Mary E. Oksala(1,2), Coralie Neiner(2), Cyril Georgy(3), Norbert Przybilla(4), Zsolt Keszthelyi(5,6), Gregg Wade(5), Stephane Mathis(7,2), Aurore Blazere(8,2), Bram Buysschaert(2,9)

(1) Department of Physics, California Lutheran University, 60 West Olsen Road #3700, Thousand Oaks, CA 91360, USA; (2) LESIA, Observatoire de Paris, PSL Research University, CNRS, Sorbonne Universites, UPMC Univ. Paris 06, Univ.
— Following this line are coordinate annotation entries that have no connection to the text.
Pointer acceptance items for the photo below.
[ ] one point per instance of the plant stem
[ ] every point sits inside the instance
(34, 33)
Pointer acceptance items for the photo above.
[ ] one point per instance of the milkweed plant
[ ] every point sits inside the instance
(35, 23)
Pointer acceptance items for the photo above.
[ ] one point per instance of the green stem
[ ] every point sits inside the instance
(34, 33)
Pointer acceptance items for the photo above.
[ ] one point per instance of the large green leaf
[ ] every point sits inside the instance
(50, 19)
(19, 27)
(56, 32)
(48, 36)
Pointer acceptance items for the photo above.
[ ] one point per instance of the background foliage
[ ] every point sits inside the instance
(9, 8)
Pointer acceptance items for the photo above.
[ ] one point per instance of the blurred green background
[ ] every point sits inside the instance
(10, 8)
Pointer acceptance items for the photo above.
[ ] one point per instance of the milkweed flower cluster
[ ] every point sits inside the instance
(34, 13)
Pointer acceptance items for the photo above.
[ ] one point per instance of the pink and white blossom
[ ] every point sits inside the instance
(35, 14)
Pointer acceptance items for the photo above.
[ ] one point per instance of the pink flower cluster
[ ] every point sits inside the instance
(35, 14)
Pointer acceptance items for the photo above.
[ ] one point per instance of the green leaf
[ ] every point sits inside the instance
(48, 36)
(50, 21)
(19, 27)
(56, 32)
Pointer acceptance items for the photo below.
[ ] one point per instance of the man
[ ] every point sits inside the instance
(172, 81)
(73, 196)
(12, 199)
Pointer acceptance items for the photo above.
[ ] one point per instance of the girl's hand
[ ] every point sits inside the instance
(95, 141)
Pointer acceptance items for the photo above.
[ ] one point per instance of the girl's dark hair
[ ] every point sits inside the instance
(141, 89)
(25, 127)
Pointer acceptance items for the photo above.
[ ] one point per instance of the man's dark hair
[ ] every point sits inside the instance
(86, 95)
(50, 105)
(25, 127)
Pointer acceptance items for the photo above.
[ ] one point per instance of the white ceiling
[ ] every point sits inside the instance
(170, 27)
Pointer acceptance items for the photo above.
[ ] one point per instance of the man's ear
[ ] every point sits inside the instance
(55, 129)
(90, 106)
Paris Diderot, Sorbonne Paris Cite, 5 place Jules Janssen, 92195 Meudon, France; (3) Geneva Observatory, University of Geneva, chemin des Maillettes 51, 1290 Sauverny, Switzerland; (4) Institut fur Astro- und Teilchenphysik, Universitat Innsbruck, Technikerstr. 25/8, 6020, Innsbruck, Austria; (5) Department of Physics, Royal Military College of Canada, PO Box 17000 Station Forces, Kingston, ON K7K 0C6, Canada; (6) Department of Physics, Engineering Physics and Astronomy, Queen'€™s University, 99 University Avenue, Kingston, ON K7L 3N6, Canada; (7) Laboratoire AIM Paris-Saclay, CEA/DRF - CNRS - Universite Paris Diderot, IRFU/SAp Centre de Saclay, 91191 Gif-sur-Yvette, France; (8) Institut d'Astrophysique et de Geophysique, Universite de Liege, Quartier Agora (B5c), Allee du 6 aout 19c, 4000 Sart Tilman, Liege, Belgium; (9) Instituut voor Sterrenkunde, KU Leuven, Celestijnenlaan 200D, 3001, Leuven, Belgium

Over the last decade, tremendous strides have been achieved in our understanding of magnetism in main sequence hot stars. In particular, the statistical occurrence of their surface magnetism has been established (~10%) and the field origin is now understood to be fossil. However, fundamental questions remain: how do these fossil fields evolve during the post-main sequence phases, and how do they influence the evolution of hot stars from the main sequence to their ultimate demise? Filling the void of known magnetic evolved hot (OBA) stars, studying the evolution of their fossil magnetic fields along stellar evolution, and understanding the impact of these fields on the angular momentum, rotation, mass loss, and evolution of the star itself, is crucial to answering these questions, with far reaching consequences, in particular for the properties of the precursors of supernovae explosions and stellar remnants. In the framework of the BRITE spectropolarimetric survey and LIFE project, we have discovered the first few magnetic hot supergiants. Their longitudinal surface magnetic field is very weak but their configuration resembles those of main sequence hot stars. We present these first observational results and propose to interpret them at first order in the context of magnetic flux conservation as the radius of the star expands with evolution. We then also consider the possible impact of stellar structure changes along evolution.

Reference: Proceeding -- IAUS329
Status: Conference proceedings